As políticas públicas dos governos Dilma e Lula oportunizaram o acesso à educação para homens e mulheres pretas. No entanto, o atual governo provocou um retrocesso em relação às ações afirmativas para garantir o acesso da população negra aos estudos. Na minha opinião, a educação é o caminho para busca de novas oportunidades e de combate ao racismo estrutural.

Como você ingressou no movimento sindical?

Fui convidada por um dirigente sindical que trabalhava no Polo Petroquímico. Eu sabia que não seria uma tarefa fácil. Tudo o que os trabalhadores conquistaram até aqui foi através da luta dos sindicatos, das suas centrais e federações. Eu tive que sair da minha zona de conforto no laboratório, fazendo o que eu adoro, para ingressar no mundo sindical. A tarefa é árdua, pois dentro do sindicalismo ainda existe muito machismo.

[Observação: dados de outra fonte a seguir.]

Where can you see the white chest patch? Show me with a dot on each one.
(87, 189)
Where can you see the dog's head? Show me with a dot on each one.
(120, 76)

Na CUT-RS, eu enquanto bióloga, também atuo nos conselhos de meio ambiente e câmaras técnicas, a qual temos representação pelo Sindiágua. Hoje estou frente à luta das mulheres, pelo feminismo. Sempre fui feminista e não sabia disso, mas a formação sindical me despertou. É um mundo transformador! O nosso sindicato tem uma comissão de mulheres há 21 anos, que estão distribuídas em todo Estado. Estou frente à Secretaria de Gênero, Raça, Minorias e Aposentados do Sindiágua. A quantidade de mulheres atuando em todos os espaços do tratamento da água vai mudar nossa relação interpessoal com os homens. Temos a mesma capacidade técnica e intelectual para fazermos o mesmo trabalho dos homens. Não queremos ocupar o lugar de ninguém, homens e mulheres precisam andar juntos nessa luta.

Como enfrentar o racismo estrutural?

A população preta precisa de igualdade de oportunidades. Nesse processo, o acesso à educação é fundamental e precisamos de políticas públicas para transformar essa realidade racista. É importante ocuparmos os espaços de decisão. A eleição da bancada antirracista que ocupa seu espaço na Câmara de Vereadores de Porto Alegre foi uma vitória, mas queremos mais representatividade preta nas esferas políticas. Ainda não vemos mulheres pretas em cargos de chefia e temos que conquistar essa oportunidade. É preciso banir o racismo recreacional calcado em piadinhas. Exigir respeito! As políticas públicas são essenciais para as pessoas pretas ascenderem socialmente e ocuparem os espaços que desejam estar. Nossa libertação não teve direitos, fomos tirados de uma escravização e jogados ao mundo sem acesso a uma vida digna. Vamos juntos combater o racismo, a luta é de todos nós!